I'm exploring a concept to fix the disconnect between "Job Descriptions" and "Actual Work."
The Problem: Companies usually hire with a specific intent (e.g., "We need someone to fix our legacy payment sync issues"), but by the time this reaches the JD, it becomes a generic soup of keywords: "Must have 5+ years Java, Microservices..."
The Hypothesis: Hiring is about solving problems. So why don't we use the problem itself as the JD?
The Proposed Workflow:
Input = The Problem Context (Public or Private): Instead of writing a JD, the hiring manager selects a set of actual tasks/issues from their issue tracker (GitHub, Jira, etc.).
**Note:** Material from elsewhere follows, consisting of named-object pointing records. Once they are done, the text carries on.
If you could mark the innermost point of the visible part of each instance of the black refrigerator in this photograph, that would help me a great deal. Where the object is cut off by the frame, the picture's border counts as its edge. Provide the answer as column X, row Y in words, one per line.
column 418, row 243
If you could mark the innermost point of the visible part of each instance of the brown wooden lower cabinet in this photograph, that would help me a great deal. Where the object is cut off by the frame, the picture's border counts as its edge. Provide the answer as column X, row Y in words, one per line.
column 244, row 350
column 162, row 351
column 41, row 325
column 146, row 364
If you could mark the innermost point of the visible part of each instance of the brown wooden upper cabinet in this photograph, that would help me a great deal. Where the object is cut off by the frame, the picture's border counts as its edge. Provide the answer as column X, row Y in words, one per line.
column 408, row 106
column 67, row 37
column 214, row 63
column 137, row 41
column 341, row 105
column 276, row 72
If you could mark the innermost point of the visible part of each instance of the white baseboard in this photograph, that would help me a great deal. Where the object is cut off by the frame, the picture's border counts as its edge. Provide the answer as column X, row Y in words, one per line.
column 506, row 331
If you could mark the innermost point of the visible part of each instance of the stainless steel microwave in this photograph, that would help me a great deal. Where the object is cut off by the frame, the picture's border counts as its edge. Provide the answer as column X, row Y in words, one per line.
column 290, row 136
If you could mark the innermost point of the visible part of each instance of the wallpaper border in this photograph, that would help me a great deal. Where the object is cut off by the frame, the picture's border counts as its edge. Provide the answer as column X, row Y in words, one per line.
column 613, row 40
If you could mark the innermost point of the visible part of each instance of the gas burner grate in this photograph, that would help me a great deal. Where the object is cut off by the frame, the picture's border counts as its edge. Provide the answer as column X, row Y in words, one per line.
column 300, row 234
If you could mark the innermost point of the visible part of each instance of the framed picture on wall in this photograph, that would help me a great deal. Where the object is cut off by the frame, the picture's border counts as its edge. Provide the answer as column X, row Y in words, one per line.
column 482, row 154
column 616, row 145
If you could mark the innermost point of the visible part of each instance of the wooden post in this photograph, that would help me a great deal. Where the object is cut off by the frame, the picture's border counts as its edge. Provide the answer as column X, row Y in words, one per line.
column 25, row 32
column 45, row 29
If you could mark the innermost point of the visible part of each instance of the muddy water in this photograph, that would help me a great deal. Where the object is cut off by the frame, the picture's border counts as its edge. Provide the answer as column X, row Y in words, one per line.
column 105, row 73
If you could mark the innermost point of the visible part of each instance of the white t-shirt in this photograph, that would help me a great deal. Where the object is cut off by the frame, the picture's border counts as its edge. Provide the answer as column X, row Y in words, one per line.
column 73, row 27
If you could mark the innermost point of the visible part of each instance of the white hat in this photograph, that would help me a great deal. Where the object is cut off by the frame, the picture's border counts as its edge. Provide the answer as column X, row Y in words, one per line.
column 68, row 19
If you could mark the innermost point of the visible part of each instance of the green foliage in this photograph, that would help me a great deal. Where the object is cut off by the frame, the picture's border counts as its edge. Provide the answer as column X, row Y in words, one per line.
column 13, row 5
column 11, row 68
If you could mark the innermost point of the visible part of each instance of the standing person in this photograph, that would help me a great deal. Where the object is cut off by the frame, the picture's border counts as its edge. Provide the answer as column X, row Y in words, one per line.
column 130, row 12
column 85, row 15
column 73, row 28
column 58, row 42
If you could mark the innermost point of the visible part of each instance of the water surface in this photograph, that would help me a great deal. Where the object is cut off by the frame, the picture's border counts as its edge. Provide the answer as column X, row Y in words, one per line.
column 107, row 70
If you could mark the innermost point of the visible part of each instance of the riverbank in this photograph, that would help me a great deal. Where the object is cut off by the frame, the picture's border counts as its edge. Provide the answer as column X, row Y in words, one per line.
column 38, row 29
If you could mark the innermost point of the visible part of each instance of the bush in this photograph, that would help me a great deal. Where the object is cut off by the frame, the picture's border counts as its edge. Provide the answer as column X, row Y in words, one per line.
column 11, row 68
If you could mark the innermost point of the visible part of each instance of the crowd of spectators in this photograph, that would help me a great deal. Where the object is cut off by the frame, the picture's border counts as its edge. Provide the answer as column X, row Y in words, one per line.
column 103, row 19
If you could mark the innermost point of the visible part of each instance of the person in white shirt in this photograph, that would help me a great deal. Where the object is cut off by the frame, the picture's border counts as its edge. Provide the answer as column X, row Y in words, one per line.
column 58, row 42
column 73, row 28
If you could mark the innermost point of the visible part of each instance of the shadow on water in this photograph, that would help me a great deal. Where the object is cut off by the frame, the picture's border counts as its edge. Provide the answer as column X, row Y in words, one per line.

Example (Open Source): "Here is Issue #123 (Memory Leak). Find me someone who has solved similar complexity." Example (Enterprise): "Here is a resolved task regarding high-concurrency database locking. We need another person who can handle this level of work." Vision: This could be done via an API or MCP (Model Context Protocol) server that securely fetches the task context—code diffs, discussions, and complexity metrics. The Match: We compare this "Problem Vector" against a candidate's "Activity Vector" (derived from their git log or contribution history).
Result: "Candidate X is a 90% match because they recently refactored a similar async queue system in Rust, which aligns with the complexity of your input issue." The Privacy Challenge (The Elephant in the Room): For this to work in Enterprise (Private Repos), privacy is paramount.
I'm thinking about a localized extraction layer where the "Problem Context" is sanitized (removing PII/secrets) before it's ever sent to an LLM for analysis. The goal is to extract the pattern of the problem, not the proprietary code itself. My Question: I'm building a prototype for the public GitHub use case first. But for those of you hiring in enterprise: Would you trust a tool that parses your internal issue context (sanitized) to generate a precise candidate requirement profile?
I believe this "Task-based Hiring" is fairer than "Resume Parsing," but I'm curious where you think this model breaks down.